Introduction: relictual lineages, marsupials andDromiciops
The discovery of living representatives of groups that were thought long extinct opens a window in time to improve our understanding of their biology, as they represent invaluable material to test evolutionary hypotheses on adaptation. These relict species (sensu Habel, Assman, Schmidtt, & Avise, 2010) generate an enormous amount of valuable knowledge regarding ecological, morphological, and physiological traits of past lineages, as they could serve as a ‘window to the past’ that allow us to understand the conditions that allowed them to survive for so long (Habel et al., 2010; Tan, Kelly, & Jiang, 2013; Yoder et al., 2010). Here we address one of these cases, the relict monito del monte (“little mountain monkeys”, with two recognised species,Dromiciops gliroides Thomas 1894 and D. bozinovici D’Elia et al. 2016), an outstanding mammal from southern South America. From fossil evidence (Goin & Abello, 2013) and ancestral habitat reconstruction of present-day marsupials (Mitchell et al., 2014), this marsupial (Dromiciops , hereafter) seems to have retained the ecological niche of its Gondwanan marsupial ancestors.

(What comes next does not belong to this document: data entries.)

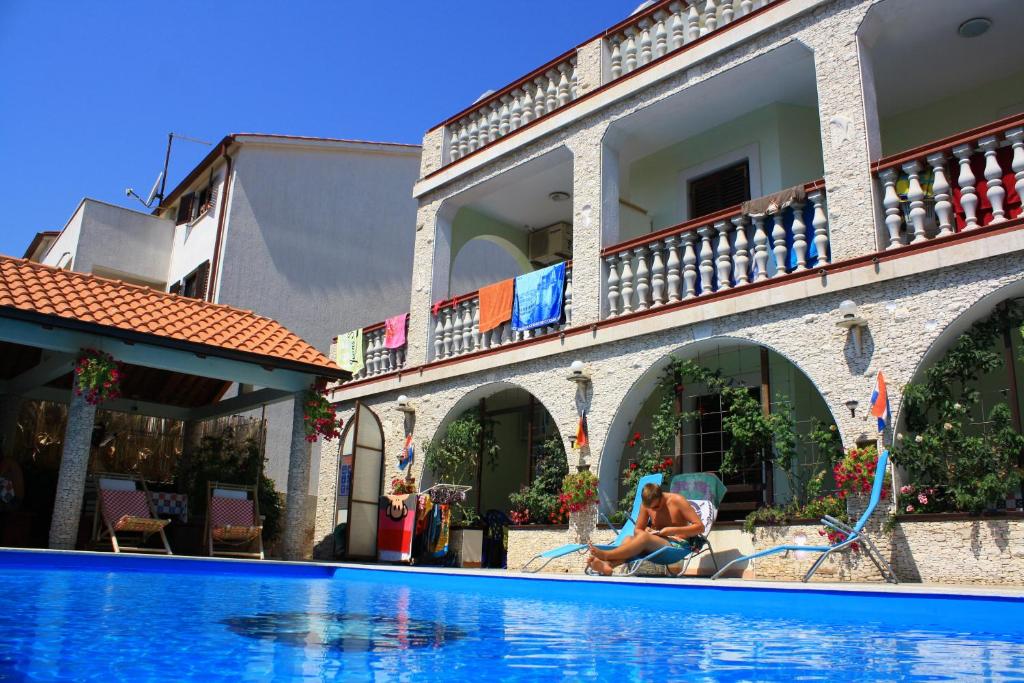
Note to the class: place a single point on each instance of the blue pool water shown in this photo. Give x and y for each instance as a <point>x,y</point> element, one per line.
<point>120,619</point>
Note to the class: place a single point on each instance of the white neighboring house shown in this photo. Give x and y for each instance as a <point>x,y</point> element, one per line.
<point>312,232</point>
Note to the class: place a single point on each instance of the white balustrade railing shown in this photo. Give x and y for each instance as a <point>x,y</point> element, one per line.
<point>377,359</point>
<point>456,326</point>
<point>668,28</point>
<point>537,95</point>
<point>961,183</point>
<point>719,252</point>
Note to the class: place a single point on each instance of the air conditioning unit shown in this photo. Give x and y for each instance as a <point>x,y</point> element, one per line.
<point>551,244</point>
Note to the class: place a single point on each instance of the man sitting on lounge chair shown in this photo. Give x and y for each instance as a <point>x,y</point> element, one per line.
<point>665,519</point>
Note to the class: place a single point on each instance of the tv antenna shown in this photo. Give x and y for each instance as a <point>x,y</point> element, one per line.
<point>161,180</point>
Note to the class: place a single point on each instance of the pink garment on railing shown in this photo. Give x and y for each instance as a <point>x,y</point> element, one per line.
<point>394,331</point>
<point>119,504</point>
<point>231,512</point>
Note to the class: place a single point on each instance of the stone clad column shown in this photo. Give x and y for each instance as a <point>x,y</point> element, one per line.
<point>74,465</point>
<point>431,266</point>
<point>595,221</point>
<point>850,133</point>
<point>298,484</point>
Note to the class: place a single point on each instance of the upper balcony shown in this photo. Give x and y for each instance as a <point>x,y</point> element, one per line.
<point>644,39</point>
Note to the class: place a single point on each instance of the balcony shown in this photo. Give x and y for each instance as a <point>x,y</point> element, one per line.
<point>726,250</point>
<point>643,39</point>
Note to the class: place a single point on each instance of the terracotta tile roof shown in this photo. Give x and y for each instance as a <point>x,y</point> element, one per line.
<point>35,288</point>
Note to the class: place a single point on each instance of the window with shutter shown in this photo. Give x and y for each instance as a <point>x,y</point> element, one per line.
<point>721,189</point>
<point>184,209</point>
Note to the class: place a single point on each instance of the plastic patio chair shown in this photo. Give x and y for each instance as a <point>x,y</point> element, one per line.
<point>853,535</point>
<point>232,521</point>
<point>125,507</point>
<point>705,492</point>
<point>625,532</point>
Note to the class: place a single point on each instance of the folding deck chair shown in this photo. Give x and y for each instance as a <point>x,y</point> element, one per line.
<point>233,527</point>
<point>125,507</point>
<point>625,532</point>
<point>853,535</point>
<point>705,492</point>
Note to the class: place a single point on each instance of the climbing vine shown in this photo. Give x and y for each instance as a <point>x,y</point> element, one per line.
<point>969,467</point>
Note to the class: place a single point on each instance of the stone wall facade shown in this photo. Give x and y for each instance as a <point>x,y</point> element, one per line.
<point>982,550</point>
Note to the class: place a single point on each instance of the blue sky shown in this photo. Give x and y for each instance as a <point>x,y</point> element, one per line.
<point>89,89</point>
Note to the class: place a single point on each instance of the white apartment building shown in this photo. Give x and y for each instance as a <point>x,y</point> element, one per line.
<point>303,230</point>
<point>897,127</point>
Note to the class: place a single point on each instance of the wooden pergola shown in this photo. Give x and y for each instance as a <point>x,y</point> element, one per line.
<point>180,357</point>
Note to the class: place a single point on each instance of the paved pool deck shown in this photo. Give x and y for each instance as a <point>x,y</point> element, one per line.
<point>1015,592</point>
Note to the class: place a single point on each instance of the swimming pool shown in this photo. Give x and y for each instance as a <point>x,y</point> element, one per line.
<point>78,616</point>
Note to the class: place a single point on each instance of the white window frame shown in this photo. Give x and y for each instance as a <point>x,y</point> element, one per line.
<point>751,154</point>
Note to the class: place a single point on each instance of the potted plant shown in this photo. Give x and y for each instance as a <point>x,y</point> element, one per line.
<point>579,500</point>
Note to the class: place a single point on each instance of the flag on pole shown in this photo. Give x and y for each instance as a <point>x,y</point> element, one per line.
<point>880,401</point>
<point>408,451</point>
<point>581,439</point>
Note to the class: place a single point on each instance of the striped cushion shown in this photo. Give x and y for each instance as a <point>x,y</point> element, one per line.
<point>231,512</point>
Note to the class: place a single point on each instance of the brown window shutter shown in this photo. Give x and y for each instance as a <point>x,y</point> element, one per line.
<point>184,210</point>
<point>721,189</point>
<point>202,281</point>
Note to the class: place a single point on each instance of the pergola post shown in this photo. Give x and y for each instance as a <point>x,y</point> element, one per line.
<point>298,484</point>
<point>74,465</point>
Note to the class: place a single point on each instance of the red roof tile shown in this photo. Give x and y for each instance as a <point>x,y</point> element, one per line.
<point>40,289</point>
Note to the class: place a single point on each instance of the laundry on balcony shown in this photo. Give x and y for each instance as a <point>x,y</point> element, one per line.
<point>348,351</point>
<point>496,304</point>
<point>394,331</point>
<point>538,299</point>
<point>774,203</point>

The ancestors of Marsupialia (crown-clade Metatheria) diverged from placental mammals (crown-clade Eutheria) at least 125 Mya in Laurasia (Bi et al., 2018; Luo, Yuan, Meng, & Ji, 2011), originating in today’s China and spreading to North America, where the earliest evidence of true marsupials is known (O’Leary et al., 2013). Those early mammals remained confined to Laurasia until the late Cretaceous, when they dispersed to Gondwana, following a North America – South America path. About the same time, they suffered particularly dire consequences of the KT extinction in Laurasia, which ultimately drove them to extinction on the supercontinent (Case, Goin, & Woodburne, 2005; Sanchez-Villagra, 2013). In South America, marsupials thrived and diverged, eventually spreading further south and reaching Antarctica about 65–70 Mya (Mitchell et al., 2014), presumably via dispersal of Microbiotherians (Nilsson et al., 2010; Prevosti, Forasiepi, & Zimicz, 2013). This order reached Australia through Antarctica and gave origin to Australasian marsupials, which dominated the continent and adjacent islands, occupying much the same ecological niches that placental mammals did in every other continent (Long, Long, Archer, Flannery, & Hand, 2002; Mitchell et al., 2014).

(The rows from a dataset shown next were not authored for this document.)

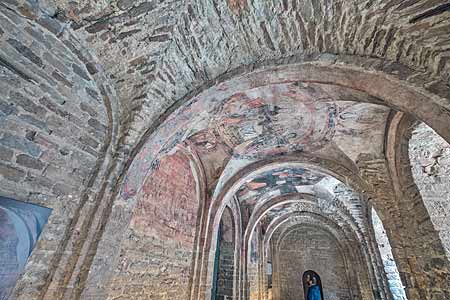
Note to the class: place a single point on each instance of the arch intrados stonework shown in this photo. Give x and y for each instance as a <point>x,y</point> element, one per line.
<point>120,75</point>
<point>349,252</point>
<point>407,98</point>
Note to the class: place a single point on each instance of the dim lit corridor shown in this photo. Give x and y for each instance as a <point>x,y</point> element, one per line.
<point>224,150</point>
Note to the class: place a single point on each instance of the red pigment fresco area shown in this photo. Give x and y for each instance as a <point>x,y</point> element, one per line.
<point>167,208</point>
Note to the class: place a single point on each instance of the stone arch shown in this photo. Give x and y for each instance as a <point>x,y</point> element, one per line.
<point>59,135</point>
<point>429,157</point>
<point>301,217</point>
<point>406,209</point>
<point>388,263</point>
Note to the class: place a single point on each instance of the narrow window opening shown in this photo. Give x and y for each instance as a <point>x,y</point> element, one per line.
<point>393,276</point>
<point>312,286</point>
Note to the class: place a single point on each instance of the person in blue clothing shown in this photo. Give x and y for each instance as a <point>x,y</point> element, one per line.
<point>313,289</point>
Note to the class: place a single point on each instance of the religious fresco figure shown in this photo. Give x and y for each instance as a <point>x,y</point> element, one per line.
<point>312,286</point>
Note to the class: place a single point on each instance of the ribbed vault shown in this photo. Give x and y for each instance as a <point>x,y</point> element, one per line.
<point>183,145</point>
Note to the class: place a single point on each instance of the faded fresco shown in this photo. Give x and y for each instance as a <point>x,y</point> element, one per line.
<point>20,226</point>
<point>276,182</point>
<point>251,123</point>
<point>167,208</point>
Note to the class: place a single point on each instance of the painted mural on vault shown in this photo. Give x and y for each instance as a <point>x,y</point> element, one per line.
<point>276,182</point>
<point>256,120</point>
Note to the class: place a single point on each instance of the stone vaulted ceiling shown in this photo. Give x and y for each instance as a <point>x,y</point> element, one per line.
<point>161,52</point>
<point>140,122</point>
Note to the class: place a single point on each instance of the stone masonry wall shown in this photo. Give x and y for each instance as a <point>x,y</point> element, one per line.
<point>430,163</point>
<point>156,255</point>
<point>390,266</point>
<point>225,275</point>
<point>310,248</point>
<point>53,132</point>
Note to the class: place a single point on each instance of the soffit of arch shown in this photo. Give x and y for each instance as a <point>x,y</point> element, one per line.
<point>285,184</point>
<point>160,33</point>
<point>346,238</point>
<point>252,116</point>
<point>249,121</point>
<point>340,219</point>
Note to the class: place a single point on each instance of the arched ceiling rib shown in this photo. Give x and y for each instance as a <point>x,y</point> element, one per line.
<point>157,52</point>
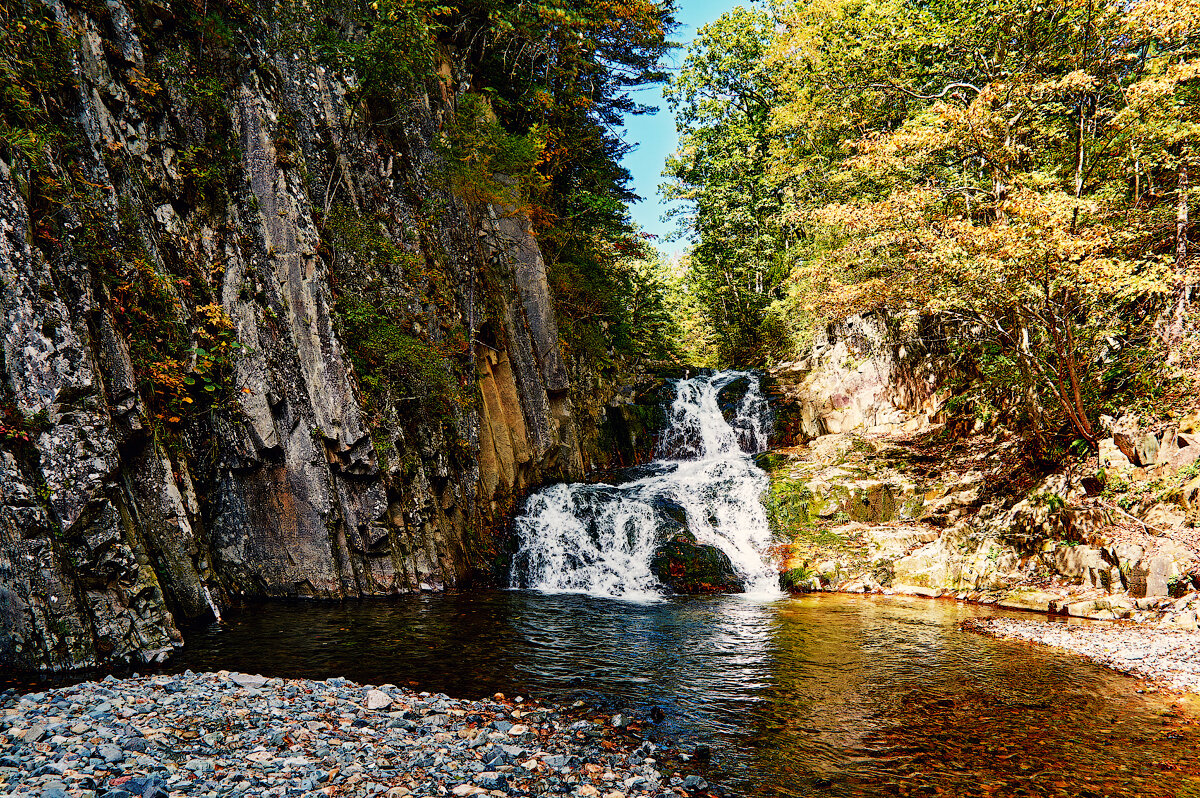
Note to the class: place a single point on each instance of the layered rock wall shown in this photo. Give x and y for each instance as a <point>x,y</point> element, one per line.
<point>240,187</point>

Today, marsupials are taxonomically less diverse than placental mammals, but their long and often isolated evolutionary history has resulted in a comparable morphological and ecological diversity (Sanchez-Villagra, 2013). Extant marsupials are grouped into three American (Didelphimorphia, Microbiotheria, and Paucituberculata) and four Australasian orders (Dasyuromorphia, Diprotodontia, Notoryctemorphia, and Peramelemorphia). The evolutionary relationships among marsupial orders have long been assessed using a wide range of methods that have often yielded contradictory and intensively debated results. Particularly puzzling is the position and origin of Microbiotheria. In this regard, Szalay (1982) proposed that Microbiotheria is nested within the modern Australasian clade: Australidelphia (Meredith, Westerman, Case, & Springer, 2008; Nilsson et al., 2010). The revolution of genetic and genomic methods during the last couple of decades has helped to disentangle the topology of the marsupial phylogeny (Eldridge, Beck, Croft, Travouillon, & Fox, 2019), clearly positioning Dromiciopswithin Australidelphia, the sister group of all living Australasian marsupials (Euaustralidelphia) and confirming the monophyly of the rest of American marsupials (Duchêne et al., 2018; Mitchell et al., 2014).